One way to quantify the problem of a partial freeze is to consider estimates of North Korea’s nuclear weapons production. My most recent estimates are that North Korea currently makes enough plutonium and weapon-grade uranium to manufacture about 3-5 nuclear weapons per year. The range in the annual nuclear weapons production estimate largely reflects my on-going skepticism about the capability of a secret enrichment plant. However, I have not found a Western government that shares this skepticism anymore. Setting that debate aside and recognizing that negotiations require a more forward leaning view of North Korea’s nuclear capabilities, for the purposes of this discussion, this range allows a discussion of the implications of different freeze concepts. The lower bound captures the weapons potential of Yongbyon, which is about three weapons per year. If Yongbyon were frozen, North Korea could still retain a capability to make about two weapons per year. For those who believe in a secret enrichment plant, this ‘could’ becomes a ‘would.’ Thus, a freeze at Yongbyon would only reduce annual nuclear weapons production by slightly better than roughly half the current rate. Limiting a freeze to Yongbyon is not a meaningful freeze in North Korea’s nuclear weapons production.

North Korea could make a freeze discussion more credible by revealing its other weapon-grade uranium production capabilities and information about its nuclear weapons development and production capabilities. Of course, its statements would need to be verified. A freeze that includes these sites would need to be monitored by the negotiating states or the International Atomic Energy Agency (IAEA).

In the past, North Korea balked at allowing monitoring beyond Yongbyon or revealing its other enrichment facilities and nuclear weapons production sites.
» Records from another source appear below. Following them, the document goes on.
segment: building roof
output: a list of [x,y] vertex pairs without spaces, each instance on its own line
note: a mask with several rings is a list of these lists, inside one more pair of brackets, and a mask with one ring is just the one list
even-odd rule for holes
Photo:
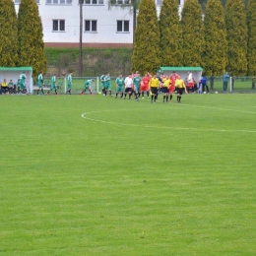
[[32,71],[32,67],[0,67],[0,71]]
[[201,67],[160,67],[159,71],[203,71]]

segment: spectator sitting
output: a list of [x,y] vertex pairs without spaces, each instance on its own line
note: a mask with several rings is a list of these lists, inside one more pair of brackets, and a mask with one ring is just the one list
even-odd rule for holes
[[7,82],[6,82],[6,79],[3,80],[1,89],[2,89],[2,93],[4,93],[4,94],[9,93],[9,87],[8,87]]

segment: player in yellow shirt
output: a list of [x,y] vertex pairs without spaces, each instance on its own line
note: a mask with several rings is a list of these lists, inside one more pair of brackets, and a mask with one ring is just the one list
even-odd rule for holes
[[166,103],[168,102],[170,83],[171,83],[171,81],[168,76],[166,76],[162,79],[161,92],[163,93],[163,103],[165,102],[165,99],[166,99]]
[[153,99],[154,99],[154,103],[156,103],[156,99],[158,96],[158,92],[159,92],[159,88],[160,88],[160,80],[157,77],[157,74],[154,75],[153,78],[151,78],[150,83],[149,83],[149,87],[151,90],[151,101],[153,103]]
[[175,81],[175,88],[177,91],[177,102],[181,103],[181,96],[183,94],[183,91],[185,91],[185,93],[187,94],[187,89],[184,81],[180,77],[178,77]]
North Korea also has resisted another critical need in undertaking a freeze, namely the United States or others taking samples at Yongbyon facilities that could reveal information about the size of North Korea’s plutonium stock, let alone allowing sampling measures to get a handle on its weapon-grade uranium stock. Although the plutonium stock questions are manageable particularly since all the plutonium production and separation facilities are believed to be at Yongbyon, questions about North Korea’s stock of weapon-grade uranium are a fundamental challenge. My and other estimates of North Korea’s inventory of weapon grade uranium have very broad ranges, far greater than ranges on North Korea’s plutonium stock. A freeze limited to Yongbyon would greatly exacerbate the challenge of understanding the size and weapons potential of its inventory of weapon-grade uranium.

No one said negotiations with North Korea are ever easy. But the United States and its allies should approach any negotiations with an awareness of what has changed from previous negotiations. A comprehensive, monitored freeze of North Korea’s nuclear weapons production complex can be an important starting point for denuclearization negotiations. North Korea should be made aware of just what a freeze would need to entail. This type of freeze will not be easy to establish and must be part of a credible denuclearization negotiation. If negotiations are ever to start, the responsibility is on North Korea to reveal more of its nuclear program and open itself to the type of monitoring it has resisted in the past. Short of these steps and a willingness to negotiate denuclearization, the Trump administration has plenty of ways to increase the pressure on Pyongyang.